Um genau dieses Frankfurt-Bild zu revidieren, schickte sich Herr Schweitzer, dessen Schulenglisch nun wirklich nicht das Sahnehäubchen auf einer ansonsten tadellosen Allgemeinbildung darstellte, nun an, die nach Mongolei aussehenden Gäste im Kreise der Geiseln willkommen zu heißen. Die Frage „Where come you from?“ war folglich mehr als Initiationsritus zu verstehen. Er hatte sich bewußt an den Herrn gewandt, da in anderen Kulturkreisen die Welt oft noch in Ordnung und der Mann das Oberhaupt war.
Die Frage war kaum ausgesprochen, da erhellten sich der Asiaten Gesichter. Es war allerdings die Frau, die mit prononcierter Stimme antwortete: „Oh, we are from Japan. We’ve just arrived this morning.“
Auch das noch. Kaum gelandet, schon in den Fängen eines Missetäters. Simon Schweitzer fühlte sich mal wieder persönlich verantwortlich für das Chaos, in dem die Welt versank. Er setzte sein herzallerliebstes Lächeln auf.
„Oh, Japan, wonderful. A very nice country.“ Na also, ist doch gar nicht so schlimm mit der Fremdsprache. Und für den global player, der er war, sowieso null Problemo.
Hier schaltete sich der Japaner ein: „Thank you. Thank you very much. Germany is also very nice.“
„It’s your first time here by us?“ verunstaltete Herr Schweitzer weiterhin fröhlich alles Englische.
„Yes, it’s our very first time so far away from Japan“, verriet die japanische Dame großes Einfühlungsvermögen in die Schweitzersche Kryptographie und fuhr fort: „We want to travel through the whole of Europe. On Saturday we’ll fly to Rome. Further on we go to Paris, London, Budapest. We will stay in Europe for one month.“
Mit der Frage „You’re students?“ bewies nun Herr Schweitzer kenntnisreiches Detailwissen über das Land der Morgenröte, denn die spärlich bemessenen Urlaubstage des einfachen Volkes ließen eine solch ausgedehnte Tour meist nicht zu. Deutschland, meist reduziert auf Berlin, Heidelberg, Rothenburg ob der Tauber und Schloß Neuschwanstein, nimmt oft, wenn überhaupt, nur zwei Tage im Terminkalender einer japanischen Europareise in Anspruch.
„Yes, students of the arts and the history of art. And what do you do?“
Dies zu erklären stellte eine schwierige Aufgabe dar, es war schon auf Deutsch nicht so einfach.
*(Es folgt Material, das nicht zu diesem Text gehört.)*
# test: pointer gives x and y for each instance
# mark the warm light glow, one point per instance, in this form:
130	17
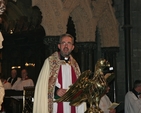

Aber Herr Schweitzer wäre nicht Herr Schweitzer, wenn er jetzt kneifen würde.
„One part of me is a private detektiv, and the other part is a privat human being, which is living from the heritage of my dead mother.“
Er erwartete eine anerkennende japanische Erwiderung, wie immer, wenn er sich als Privatdetektiv zu erkennen gab. Dies hatte schließlich etwas sehr Geheimnisvolles, auch wenn es meist langweiliger war als einer Farbe beim Trocknen zuzusehen.
Doch statt dessen meldete sich der Bankräuber mit leicht ironischem Unterton zu Wort: „Soso, Privatdetektiv ist der Herr also. Hat womöglich einen Ballermann einstecken. Da wollen wir doch lieber mal schauen, bevor da was anbrennt.